Sedangkan Ketua Persekutuan Gereja-gereja di Indonesia (PGI) Pendeta Gomar Gultom, pada suatu diskusi tentang Papua pernah mengungkapkan, “Persoalan Papua hari ini sudah seperti luka bernanah yang belum sembuh, belum kering nanahnya tapi muncul luka yang baru di atasnya” (Sumber: Pendeta Ronald Rischard Tapilatu: Membawa Keadilan dan Damai ke Tanah Papua, 2024).

Luka membusuk dan bernanah sudah dirumuskan Lembaga Ilmu Pengetahuan Indonesia (LIPI) dalam Papua Road Map: Negociating the Past, Improving the Present and Securing the Future (2008). Pertama, sejarah dan status politik integrasi Papua ke Indonesia. Kedua, kekerasan negara dan pelanggaran berat HAM sejak 1965 yang belum ada penyelesaian. Ketiga, diskriminasi dan marjinalisasi orang asli Papua di tanah sendiri. Keempat, kegagalan pembangunan meliputi pendidikan, kesehatan, dan ekonomi rakyat Papua.

Empat akar konflik ini tidak dikaburkan dengan pembentukan Komite Eksekutif Percepatan Pembangunan Otonomi Khusus Papua (KEPP-OKP) 2025 yang dipimpin Velix Vernando Wanggai, John Wempi Wetipo, Ignatius Yogo Triyono, Paulus Waterpauw, Ribka Haluk, Ali Hamdan Bogra, Gracia Josaphat Jobel Mambrasar, Yani, John Gluba Gebze, dan Johnson Estrella (Ari) Sihasale.
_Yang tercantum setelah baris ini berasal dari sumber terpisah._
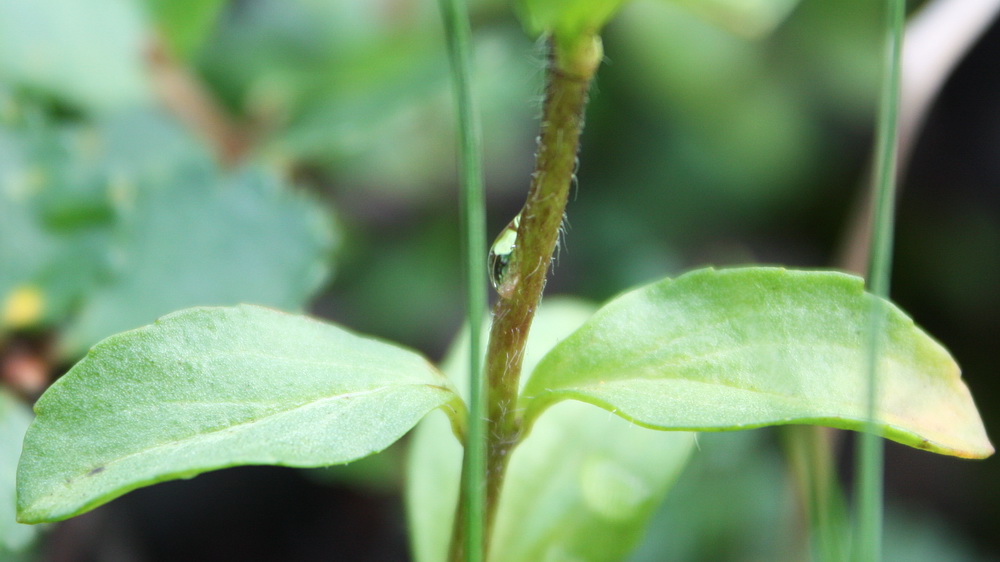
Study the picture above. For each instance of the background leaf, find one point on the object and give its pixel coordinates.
(51, 46)
(566, 18)
(581, 486)
(208, 388)
(741, 348)
(117, 223)
(184, 23)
KEPP-OKP itu sama saja dengan dua pemimpin terdahulu. Pertama, di era Haji Susilo Bambang Yudhoyono dibentuklah Unit Percepatan Pembangunan Papua dan Papua Barat (UP4B) dengan Peraturan Pemerintah (PP) Nomor 66 tahun 2011 yang dikepalai oleh Bambang Darmono dan Gad Fonataba.
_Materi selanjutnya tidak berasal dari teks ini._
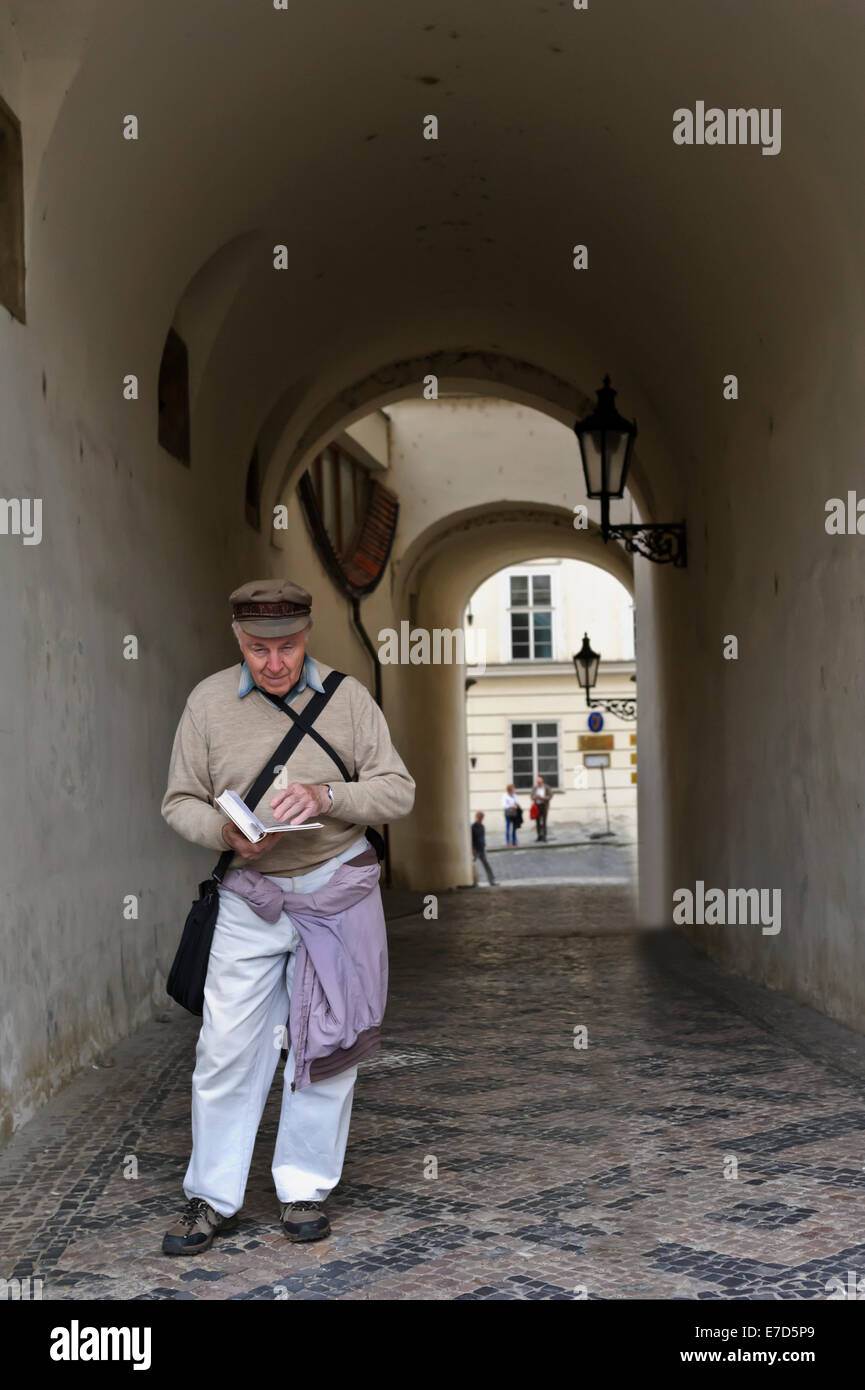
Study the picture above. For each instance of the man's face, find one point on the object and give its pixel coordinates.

Kedua, di era Presiden RI Joko Widodo (Jokowi) lahir Peraturan Presiden (Perpres) Republik Indonesia Nomor 121 tahun 2022 tentang Badan Pengarah Percepatan Pembangunan Otonomi Khusus Papua. Peraturan tersebut ditetapkan di Jakarta pada 21 Oktober 2022.

Presiden terpilih Prabowo Subianto untuk tidak berada dalam cara dan metode lama, diharapkan ada pendekatan baru (new approach), alternatif baru, persepsi baru, inovasi baru, kreativitas baru, dan narasi-narasi modern untuk mengakhiri kekerasan negara dan kejahatan kemanusiaan di Papua Barat.
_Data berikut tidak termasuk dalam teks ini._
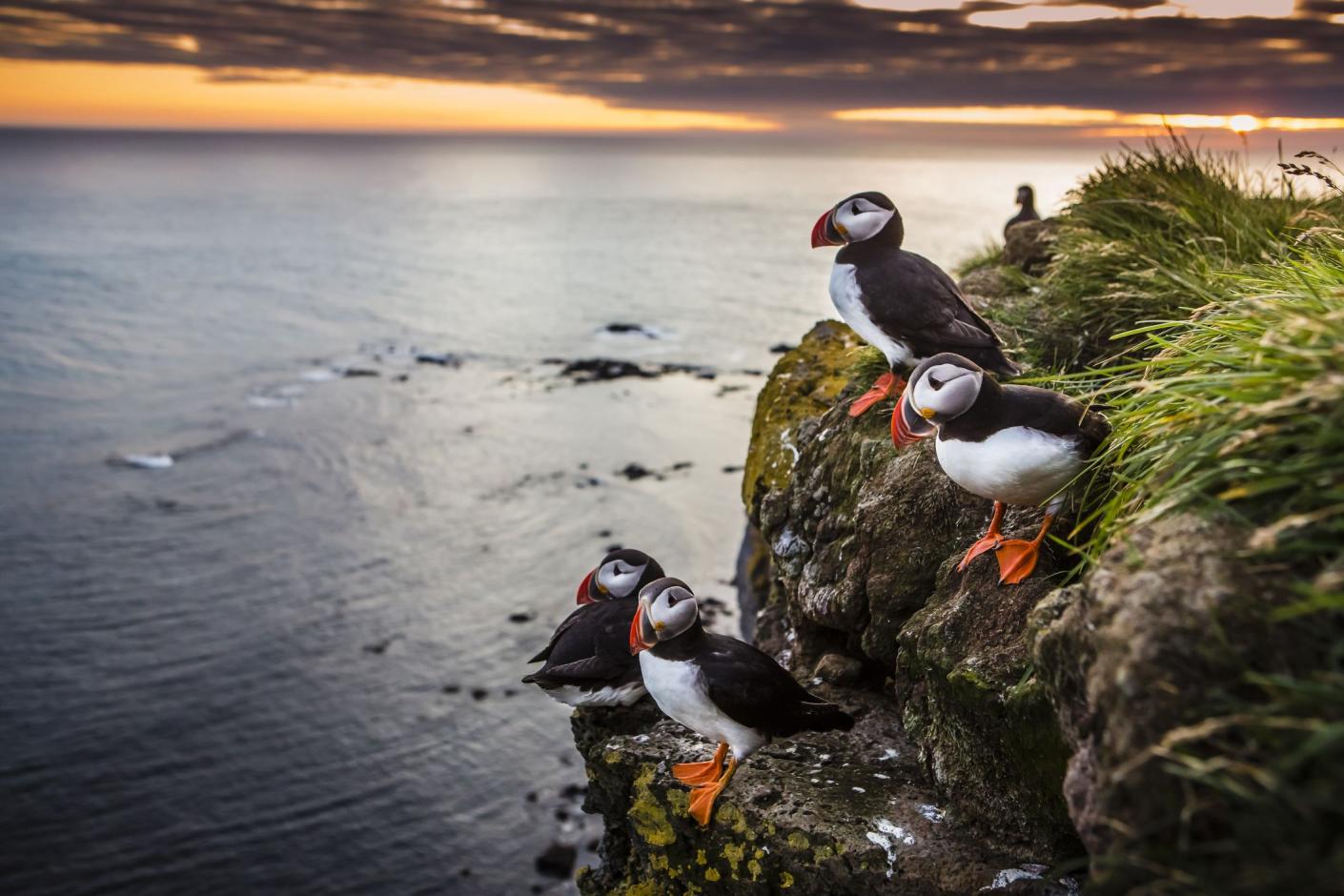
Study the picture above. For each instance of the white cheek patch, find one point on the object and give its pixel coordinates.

Akhir kata, solusi terbaik, bermartabat, adil, manusiawi dan berabab ialah Presiden Prabowo Subianto segera menunjuk special envoy untuk penyelesaian empat akar konflik Papua Barat yang sudah menahun atau kronis yang terlama di Asia Pasifik, yang sudah dirumuskan LIPI.